La vitesse moyenne indiquée est d’environ 18,32 Mbit/s sur mobile et la résilience Internet globale est évaluée à 35 %. Cette résilience traduit une capacité limitée à absorber les pannes et les perturbations. Pour un entrepreneur, le point essentiel est donc de distinguer la vitesse mesurée à un moment donné de la robustesse du service dans la durée. Une connexion peut sembler assez rapide pour une tâche ponctuelle et devenir insuffisante lorsque le réseau est perturbé, que plusieurs utilisateurs sollicitent le même accès ou que l’accès change selon la zone.

Concevoir un SaaS capable de fonctionner malgré les coupures

La qualité varie fortement selon les régions, les opérateurs et le type d’accès. Les infrastructures fixes et en fibre peuvent être affectées par des coupures, tandis que le mobile peut rester disponible localement. À l’inverse, le mobile ne doit pas être considéré comme une garantie universelle. Des interruptions majeures peuvent toucher plusieurs provinces, Kaboul ou l’ensemble du pays. Les coupures de septembre-octobre 2025 ont affecté Internet, les appels mobiles et les SMS à l’échelle nationale pendant environ 48 heures. Pour une activité professionnelle, cette possibilité change la manière de penser l’organisation quotidienne : il faut prévoir que plusieurs moyens habituels puissent être indisponibles en même temps.

Pour réduire la dépendance à une connexion continue, il est prudent de prévoir plusieurs moyens de connexion et de ne pas faire reposer toutes les tâches sur un seul accès. Les travaux qui peuvent être préparés hors ligne doivent être organisés de cette façon, tandis que les actions exigeant une connexion doivent être regroupées lorsque le réseau est disponible. Il faut également éviter de considérer une deuxième option comme parfaite : une autre SIM, une eSIM internationale ou un accès fixe peuvent dépendre d’infrastructures différentes, mais leurs conditions de disponibilité varient. La gestion d’un SaaS depuis l’Afghanistan est donc envisageable sur le plan pratique, à condition d’accepter une continuité moins prévisible et de concevoir l’activité autour de cette contrainte.

Questions fréquentes

Un étranger peut-il détenir 100 % d’une entreprise en Afghanistan ?
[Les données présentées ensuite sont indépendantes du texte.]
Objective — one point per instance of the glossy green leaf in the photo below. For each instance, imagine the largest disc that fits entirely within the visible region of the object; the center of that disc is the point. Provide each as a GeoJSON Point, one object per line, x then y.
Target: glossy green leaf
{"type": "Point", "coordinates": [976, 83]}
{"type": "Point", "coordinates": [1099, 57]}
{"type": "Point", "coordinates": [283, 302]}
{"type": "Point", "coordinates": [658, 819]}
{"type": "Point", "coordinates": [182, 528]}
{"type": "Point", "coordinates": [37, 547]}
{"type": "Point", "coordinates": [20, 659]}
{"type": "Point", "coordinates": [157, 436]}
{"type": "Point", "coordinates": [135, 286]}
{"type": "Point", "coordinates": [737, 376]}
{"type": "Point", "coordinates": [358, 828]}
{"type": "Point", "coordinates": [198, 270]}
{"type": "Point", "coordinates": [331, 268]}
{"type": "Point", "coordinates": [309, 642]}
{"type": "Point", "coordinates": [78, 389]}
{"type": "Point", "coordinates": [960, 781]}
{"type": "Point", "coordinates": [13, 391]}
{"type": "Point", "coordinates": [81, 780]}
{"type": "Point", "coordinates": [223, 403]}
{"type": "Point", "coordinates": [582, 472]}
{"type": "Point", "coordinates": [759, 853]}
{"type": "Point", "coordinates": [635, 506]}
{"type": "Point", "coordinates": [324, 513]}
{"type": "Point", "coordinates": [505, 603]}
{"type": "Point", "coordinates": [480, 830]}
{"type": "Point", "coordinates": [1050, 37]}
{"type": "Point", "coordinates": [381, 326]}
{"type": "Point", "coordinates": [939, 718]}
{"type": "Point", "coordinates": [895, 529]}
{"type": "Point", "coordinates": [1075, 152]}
Oui. Un investisseur étranger peut créer une entreprise avec jusqu’à 100 % de capitaux étrangers, sans obligation générale de s’associer à un partenaire afghan. L’entreprise doit néanmoins être enregistrée auprès de l’ACBRIP et obtenir la licence d’investissement ou d’activité requise.

Quel organisme enregistre une entreprise étrangère ?

L’Afghanistan Central Business Registry and Intellectual Property, ou ACBRIP, rattaché au Ministry of Industry and Commerce, est compétent pour l’enregistrement et la délivrance de la licence d’investissement ou d’activité. Lors de l’enregistrement, il traite également la demande de TIN auprès du Revenue Department du Ministry of Finance.

Quel taux d’impôt sur le revenu des sociétés a été annoncé ?

Une annonce du Ministry of Finance publiée en 1405 du calendrier afghan a indiqué un taux de 10 % pour l’impôt sur le revenu des personnes morales, notamment les sociétés, contre 20 % auparavant. Les entreprises doivent aussi obtenir un TIN, et le renouvellement de la licence d’activité est lié à la régularisation des obligations fiscales.

Les appareils français peuvent-ils être branchés en Afghanistan ?

L’alimentation courante est de 220 V à 50 Hz et les prises de type C et F sont couramment indiquées. Une fiche française de type C non reliée à la terre est généralement compatible avec une prise C ou F. Les fiches de type E, les fiches hybrides ou les appareils nécessitant une prise de terre peuvent demander un adaptateur. Un appareil limité à 110–120 V nécessite en plus un transformateur ou convertisseur.

Peut-on compter sur une connexion Internet continue pour gérer un SaaS ?

Non, il est prudent de prévoir plusieurs moyens de connexion. La connectivité est faible et inégalement répartie, la couverture 4G ne garantit pas une connexion stable et des interruptions majeures peuvent affecter plusieurs provinces ou l’ensemble du pays. Les coupures de septembre-octobre 2025 ont touché Internet, les appels mobiles et les SMS à l’échelle nationale pendant environ 48 heures.